The facts as alleged in plaintiff’s complaint adequately supports the district court's conclusion that Young received all the process that he was due since he was given notice of the reason for his dismissal, an opportunity to respond to the charges, and after his termination, he availed himself of departmental grievance procedures. He received two post-termination appeals: first, to the city administrator and second, to the city personnel board. Young also received a post-termination hearing with the personnel board. [4] Clearly, Young had a meaningful opportunity to challenge his discharge, and although he was unsuccessful, his procedural due process rights were adequately protected by the process. See Loudermill , 470 U.S. at 542-47. Young’s complaint thus fails to state a claim for denial of procedural due process under the Fourteenth Amendment. B. Substantive Due Process

Young also alleges that his substantive due process rights were violated. To state a substantive due process claim, Young must allege that a government action was “sufficiently outrageous” or "truly irrational, that is, something more than ... arbitrary, capricious, or in violation of state law." Anderson v. Douglas County, 4 F.3d 574, 577 (8th Cir. 1993); Riley v. St. Louis County , 153 F.3d 627, 631 (8th Cir. 1998) (upholding 12(b)(6) dismissal where plaintiff failed to allege governmental action that was “sufficiently outrageous” to sustain claim of substantive due process violation). See also Graning , 172 F.3d at 617 (‘[t]o establish a substantive due process claim, [plaintiff] must show that the government action was ‘truly irrational,’...”). An alternative way to bring a substantive due process claim is to assert that the government's actions "either shock the conscience" or “offend judicial notions of fairness or human dignity." Riley , 153 F.3d at 631. See Brown v. Nix , 33 F.3d 951, 953 (8 th Cir. 1994) (holding that concept of substantive due process prohibits government from engaging in conduct that “shocks the conscience” or interferes with rights implicit in the concept of ordered liberty). In such a case, the plaintiff must ultimately allege that the government action complained of is “sufficiently outrageous” or "‘truly irrational,’ that is, ‘something more than ... arbitrary, capricious, or in violation of state law.’” Weiler v. Purkett , 137 F.3d 1047, 1051 (8th Cir. 1998) (en banc) (discussing that plaintiff must allege government actions sufficiently irrational or outrageous to sustain claim of substantive due process violation) (citations omitted); Riley , 153 F.3d at 631 (upholding 12(b)(6) dismissal where plaintiff failed to allege governmental action “sufficiently outrageous” to sustain claim for substantive due process violation).

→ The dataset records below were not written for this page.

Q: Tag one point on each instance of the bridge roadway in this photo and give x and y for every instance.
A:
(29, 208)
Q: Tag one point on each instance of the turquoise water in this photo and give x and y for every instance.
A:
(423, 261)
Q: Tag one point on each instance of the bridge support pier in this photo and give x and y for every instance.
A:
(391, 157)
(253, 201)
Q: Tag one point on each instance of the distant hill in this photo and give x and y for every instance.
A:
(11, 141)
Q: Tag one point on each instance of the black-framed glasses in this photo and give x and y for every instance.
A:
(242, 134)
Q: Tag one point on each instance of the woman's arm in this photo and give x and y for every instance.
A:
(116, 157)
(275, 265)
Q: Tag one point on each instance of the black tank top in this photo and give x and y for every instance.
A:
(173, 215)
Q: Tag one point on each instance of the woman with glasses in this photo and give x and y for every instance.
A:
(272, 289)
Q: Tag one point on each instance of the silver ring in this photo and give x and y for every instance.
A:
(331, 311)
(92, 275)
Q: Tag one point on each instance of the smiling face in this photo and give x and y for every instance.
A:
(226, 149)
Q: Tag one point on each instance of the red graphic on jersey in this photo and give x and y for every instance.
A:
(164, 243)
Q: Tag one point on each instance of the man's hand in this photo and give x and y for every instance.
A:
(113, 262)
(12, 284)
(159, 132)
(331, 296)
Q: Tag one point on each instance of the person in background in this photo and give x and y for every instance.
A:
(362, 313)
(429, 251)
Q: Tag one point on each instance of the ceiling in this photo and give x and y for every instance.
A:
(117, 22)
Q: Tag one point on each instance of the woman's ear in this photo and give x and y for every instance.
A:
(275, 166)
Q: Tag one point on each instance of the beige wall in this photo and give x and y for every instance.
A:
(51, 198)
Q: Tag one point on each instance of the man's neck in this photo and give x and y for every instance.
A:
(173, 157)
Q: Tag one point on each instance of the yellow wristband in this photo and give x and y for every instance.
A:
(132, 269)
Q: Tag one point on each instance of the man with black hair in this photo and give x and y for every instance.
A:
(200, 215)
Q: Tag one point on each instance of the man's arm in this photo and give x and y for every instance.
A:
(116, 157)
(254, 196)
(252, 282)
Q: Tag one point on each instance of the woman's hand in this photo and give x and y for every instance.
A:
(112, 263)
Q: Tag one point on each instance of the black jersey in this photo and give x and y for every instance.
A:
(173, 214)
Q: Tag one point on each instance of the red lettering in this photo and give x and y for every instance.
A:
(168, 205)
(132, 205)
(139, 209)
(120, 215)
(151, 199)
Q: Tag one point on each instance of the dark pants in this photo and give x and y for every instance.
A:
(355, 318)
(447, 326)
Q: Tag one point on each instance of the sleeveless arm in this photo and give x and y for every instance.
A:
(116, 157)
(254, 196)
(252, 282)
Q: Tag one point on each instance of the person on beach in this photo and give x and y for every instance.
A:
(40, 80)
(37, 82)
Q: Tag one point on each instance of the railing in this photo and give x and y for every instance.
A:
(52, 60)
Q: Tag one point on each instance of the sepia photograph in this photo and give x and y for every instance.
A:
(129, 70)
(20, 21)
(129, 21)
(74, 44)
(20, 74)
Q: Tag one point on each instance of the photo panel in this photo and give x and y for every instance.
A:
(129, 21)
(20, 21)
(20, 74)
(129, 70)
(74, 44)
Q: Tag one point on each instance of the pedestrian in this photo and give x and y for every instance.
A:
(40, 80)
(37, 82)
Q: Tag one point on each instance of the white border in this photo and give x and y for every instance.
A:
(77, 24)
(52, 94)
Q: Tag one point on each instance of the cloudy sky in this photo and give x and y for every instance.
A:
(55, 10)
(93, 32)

The facts as alleged in the complaint do not support the conclusion that the decision to terminate him was "truly irrational” or “sufficiently outrageous” to sustain a due process claim. Furthermore, and in light of the alleged facts, there is no support for the conclusion that the decision to terminate Young “shocks the conscience.” Young’s complaint as pleaded fails to state a claim for denial of substantive due process under the Fourteenth Amendment. Thus, we conclude that the district court did not err in granting defendants' motion to dismiss Young's alleged substantive due process claims.

For the reasons stated, we affirm the decision of the district court to grant defendants’ motion to dismiss all claims. A true copy. ATTEST:

CLERK, U.S. COURT OF APPEALS, EIGHTH CIRCUIT.

NOTES

[1] The Honorable David S. Doty, United States District Judge for the District of Minnesota, sitting by designation.

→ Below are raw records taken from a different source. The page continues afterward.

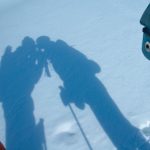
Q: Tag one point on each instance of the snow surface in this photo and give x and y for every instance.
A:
(106, 32)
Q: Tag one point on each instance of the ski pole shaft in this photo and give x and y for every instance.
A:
(82, 132)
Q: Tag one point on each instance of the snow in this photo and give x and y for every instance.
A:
(106, 32)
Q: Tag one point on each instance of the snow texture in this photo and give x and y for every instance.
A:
(73, 76)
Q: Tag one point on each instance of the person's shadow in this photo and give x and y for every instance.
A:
(20, 70)
(81, 86)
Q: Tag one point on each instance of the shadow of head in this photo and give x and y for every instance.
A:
(73, 67)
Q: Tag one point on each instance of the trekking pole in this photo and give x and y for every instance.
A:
(82, 132)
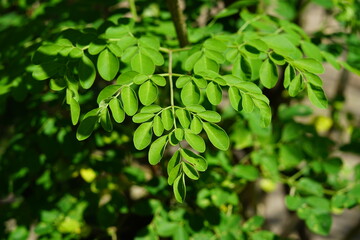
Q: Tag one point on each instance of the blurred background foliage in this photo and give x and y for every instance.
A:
(55, 187)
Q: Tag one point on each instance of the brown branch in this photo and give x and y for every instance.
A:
(178, 19)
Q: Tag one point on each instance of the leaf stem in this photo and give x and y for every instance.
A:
(171, 87)
(133, 10)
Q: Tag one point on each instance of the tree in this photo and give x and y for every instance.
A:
(176, 128)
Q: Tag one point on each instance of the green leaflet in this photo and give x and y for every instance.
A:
(107, 92)
(174, 173)
(140, 79)
(288, 75)
(142, 117)
(167, 119)
(196, 160)
(311, 50)
(205, 64)
(195, 141)
(215, 55)
(151, 109)
(309, 64)
(179, 134)
(105, 120)
(182, 81)
(190, 171)
(148, 93)
(158, 126)
(184, 117)
(210, 116)
(129, 99)
(296, 85)
(96, 47)
(74, 111)
(156, 150)
(142, 64)
(179, 188)
(108, 65)
(191, 60)
(126, 78)
(247, 103)
(268, 74)
(235, 98)
(115, 49)
(155, 55)
(190, 94)
(195, 108)
(116, 110)
(174, 161)
(87, 125)
(215, 45)
(317, 96)
(196, 125)
(158, 80)
(142, 136)
(214, 93)
(87, 72)
(313, 79)
(217, 136)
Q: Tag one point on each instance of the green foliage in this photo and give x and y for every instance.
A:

[2] The Honorable E. Richard Webber, United States District Judge for the Eastern District of Missouri.

[3] This issue is not on appeal, and therefore will not be discussed.

[4] When the personnel board upheld his discharge, Young petitioned for and was given judicial review in Missouri state court pursuant to Mo. Rev. Stat. § 536.100. Young voluntarily and without prejudice dismissed his petition for judicial review in state court.